D.D: Tema “Avustralya’daki Minik Kulaklı Koalalar” da olsaydı, programın asıl amacı potansiyel kadın liderlerin kariyerlerine destek vermek olduğu için her türlü başvurmak isterdim.
Türkiye’de yaratıcı sektördeki cinsiyet eşitliği konusu hakkında ne düşünüyorsun?
D.D: Bu kadar konuştuktan sonra “Türkiye’de yaratıcı sektörde kadınlarla erkeklerin eşit olduğunu düşünüyorum” desem çok komik olmaz mıydı? Ahahaha 🙂
Etkinlik sonunda hangi konularda daha fazla güçlenmiş olacağını düşünüyorsun?
D.D: Bazen içimden çok uzun bir uçurumun üzerinden atlayıp karşı tarafa geçmek geliyor. Meslek değiştirmem de böyle bir karardı. Böyle zamanlarda karar almadan önce her şeyi çok sorguluyorum. Alacağım danışmanlığın kendime inancımı artıracağını ve bu sorgulamaların süresini kısaltacağını düşünüyorum.

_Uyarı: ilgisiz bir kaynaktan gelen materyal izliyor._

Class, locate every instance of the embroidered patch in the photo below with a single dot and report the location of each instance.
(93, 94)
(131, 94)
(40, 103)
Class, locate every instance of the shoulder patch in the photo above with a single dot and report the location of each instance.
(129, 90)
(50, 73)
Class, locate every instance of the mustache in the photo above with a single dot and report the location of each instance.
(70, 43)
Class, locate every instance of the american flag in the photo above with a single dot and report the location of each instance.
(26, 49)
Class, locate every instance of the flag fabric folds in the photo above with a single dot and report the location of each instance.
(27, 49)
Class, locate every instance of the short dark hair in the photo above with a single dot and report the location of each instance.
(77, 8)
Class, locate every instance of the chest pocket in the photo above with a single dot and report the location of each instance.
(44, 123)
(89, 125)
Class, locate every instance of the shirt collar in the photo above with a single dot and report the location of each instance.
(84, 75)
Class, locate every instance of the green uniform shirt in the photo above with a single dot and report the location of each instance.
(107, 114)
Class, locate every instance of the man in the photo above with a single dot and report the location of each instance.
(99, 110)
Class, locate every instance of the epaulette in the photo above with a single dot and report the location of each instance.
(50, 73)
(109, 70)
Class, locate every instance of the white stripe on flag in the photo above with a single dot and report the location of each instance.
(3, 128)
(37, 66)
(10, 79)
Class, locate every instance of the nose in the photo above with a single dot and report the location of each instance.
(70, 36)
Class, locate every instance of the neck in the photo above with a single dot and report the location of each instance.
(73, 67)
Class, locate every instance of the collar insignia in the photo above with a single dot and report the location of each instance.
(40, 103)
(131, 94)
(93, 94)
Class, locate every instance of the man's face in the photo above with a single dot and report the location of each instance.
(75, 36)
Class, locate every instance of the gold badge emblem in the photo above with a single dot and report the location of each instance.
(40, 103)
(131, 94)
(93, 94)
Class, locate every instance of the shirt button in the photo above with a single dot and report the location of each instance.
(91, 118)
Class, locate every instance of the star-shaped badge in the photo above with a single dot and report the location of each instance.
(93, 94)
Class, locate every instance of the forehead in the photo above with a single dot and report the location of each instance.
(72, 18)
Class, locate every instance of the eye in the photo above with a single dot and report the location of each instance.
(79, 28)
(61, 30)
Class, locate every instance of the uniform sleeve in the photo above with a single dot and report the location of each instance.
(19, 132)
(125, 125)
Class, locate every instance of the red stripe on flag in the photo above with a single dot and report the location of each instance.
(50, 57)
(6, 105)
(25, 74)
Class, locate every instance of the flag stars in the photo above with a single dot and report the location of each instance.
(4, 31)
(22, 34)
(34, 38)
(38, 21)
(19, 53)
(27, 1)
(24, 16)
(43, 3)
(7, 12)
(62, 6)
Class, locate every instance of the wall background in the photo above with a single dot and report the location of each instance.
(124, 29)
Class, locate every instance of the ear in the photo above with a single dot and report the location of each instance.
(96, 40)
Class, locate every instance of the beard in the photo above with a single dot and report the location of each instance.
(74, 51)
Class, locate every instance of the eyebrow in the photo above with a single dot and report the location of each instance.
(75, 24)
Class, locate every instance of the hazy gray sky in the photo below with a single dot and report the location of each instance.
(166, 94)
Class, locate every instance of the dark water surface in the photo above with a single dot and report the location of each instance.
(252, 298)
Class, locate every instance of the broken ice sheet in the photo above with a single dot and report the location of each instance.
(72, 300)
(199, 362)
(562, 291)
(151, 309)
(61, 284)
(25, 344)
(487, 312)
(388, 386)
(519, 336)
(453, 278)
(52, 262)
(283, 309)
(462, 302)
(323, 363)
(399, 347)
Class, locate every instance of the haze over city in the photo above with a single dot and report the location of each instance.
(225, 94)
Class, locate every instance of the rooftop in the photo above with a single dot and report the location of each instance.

Senden başka kimler katılıyor?
D.D: Benim dışımda dünyanın farklı ülkelerinden 19 kadın daha katılıyor. Listenin tamamına buradan ulaşabilirsiniz.
Peki Türkiye’de yaratıcı sektörde çalışan kadınlara söylemek istediğin bir şey var mı?
D.D: Harvard Business School’da yapılan bir çalışma var. İki grup öğrenciden Silikon Vadisi’nde çalışan, dışa dönük kişiliği ve ilişki kurma becerileri sayesinde kariyerinde hızla başarıya ulaşmış bir finansçının hikayesini okuyup değerlendirmeleri isteniyor. İki grup öğrencinin de okuduğu hikaye tıpatıp aynı. Ancak bir grupta kahramanın ismi Heidi, yani bir kadın; diğer grupta ise Howard, yani bir erkek. Heidi ve Howard her iki gruptan tarafından da eşit derecede başarılı bulunurken, sevilmeye gelince iş değişiyor. Herkes Howard’la birlikte çalışmayı isterken Heidi bencil ve güvenilmez olarak tanımlanıyor ve çoğu öğrenci iş yerinde böyle biriyle çalışmak istemeyeceğini söylüyor. Kadından hep şefkatli, fedakar, karşılıksız veren bir “anne” rolünü oynamasını bekliyoruz. Dolayısıyla iş dünyasında başarılı olmaya başladığında onu bencil ve itici buluyoruz. Howard’larla Heidi’lerin eşit olmasını istiyorsanız Heidi’leri sevmeye alışın ve işe kendinizden başlayın.